The 1997 breakdown of EIB industry and private sector financing in the region:

  • Egypt, a total ECU 52.5 million, including - ECU 30 million to the Egyptian Cement Company, a European-Egyptian joint-venture for the construction of a cement plant; ECU 20 million (of which ECU 4 million as risk capital) to Lecico Egypt Company, a European-Egyptian joint-venture, for the construction a sanitary ware plant and modernisation of a tile manufacturing factory; and ECU 2.5 million risk capital as a subscription to Egypt's first venture capital fund - EgyCap Venture Capital Fund - set up to finance equity or quasi-equity investment by small and medium-sized enterprises (SMEs) in the productive and service sectors.
  • Turkey, an ECU 50 million facility to the Turkish government for on lending to three intermediary banks - Türkiye Halk Bankasi, Türkiye Sinai Kalkinma Bankasi and Sinai Yatirim ve Kredi Bankasi - for the granting of medium and long-term sub-loans to SMEs in the areas of industry, agro-industry, services and tourism.
  • Jordan, ECU 40 million (of which ECU 10 million as risk capital) to the Industrial Development Bank of Jordan (IDB) for supporting investment carried out by SMEs. ECU 5 million of the risk capital is in the form of equity participation by the EIB to strengthen IDB's capital base.
  • Cyprus, ECU 25 million to the Cyprus Development Bank for medium to long-term financing for projects undertaken by SMEs.
  • Gaza/West Bank, ECU 15 million (of which ECU 1 million risk capital) to the Palestine Industrial Estate Development Management Co. (PIECO) for the development of a large industrial estate, with fully serviced factory units on the border with Israel. PIECO is a wholly owned subsidiary of the Palestinian Development and Investment Ltd. (PADICO), a consortium of prominent Palestinian business and banking interests. This is the first major investment operation by the private sector in Gaza/West Bank and is being co-financed with support from the IFC (International Finance Corporation) and other development agencies.
  • Tunisia, ECU 15 million from risk capital resources to the Tunisia Government for channelling primarily through the intermediary institutions TUNNINVEST Group, IMB, COTIF, SODIS, SODINO, SIDCO and CGI for strengthening the equity base of enterprises being privatised and prepared for subsequent public quotation on Tunisia's stock exchange.
  • Malta, ECU 3 million from risk capital resources to the Valetta Investment Bank to finance equity acquisitions in Maltese SMEs.

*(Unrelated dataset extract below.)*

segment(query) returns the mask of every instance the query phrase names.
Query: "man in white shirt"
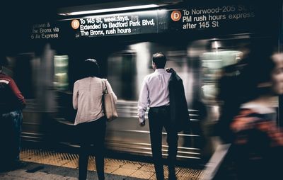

The EIB was established in 1958 to provide long-term finance for capital investment projects which further EU policy objectives. Owned by the 15 EU Member States, it raises the bulk of its resources on capital markets. The EIB plays a central role in the European Union's technical and development policy towards third countries in the Mediterranean region. In most of these countries the EIB operates under Co-operation agreements negotiated with the EU to strengthen economic and trade relations as part of the new Euro-Mediterranean Partnership, complementing bilateral aid from the EU Member States.Under the Euro-Med Partnership arrangements, the EIB is committed to lend ECU 2 310 million between 1997 and end-1999 for investment projects in the region. The EIB also deploys risk capital funds drawn from the EU's budgetary resources, enabling the Bank to advance finance that can be specially tailored to the performance of the project being supported, as well as consolidating the capital base of the project sponsor.

The conversion rates used by the EIB for statistical purposes during the current quarter are those obtaining on 30 September 1997, when ECU 1 = TND 1.24, CYP 0.58236, MTL 0.43563, JOD 0.78888, EGP 3.72780, GBP 0.69, IEP 0.76 and USD 1.113.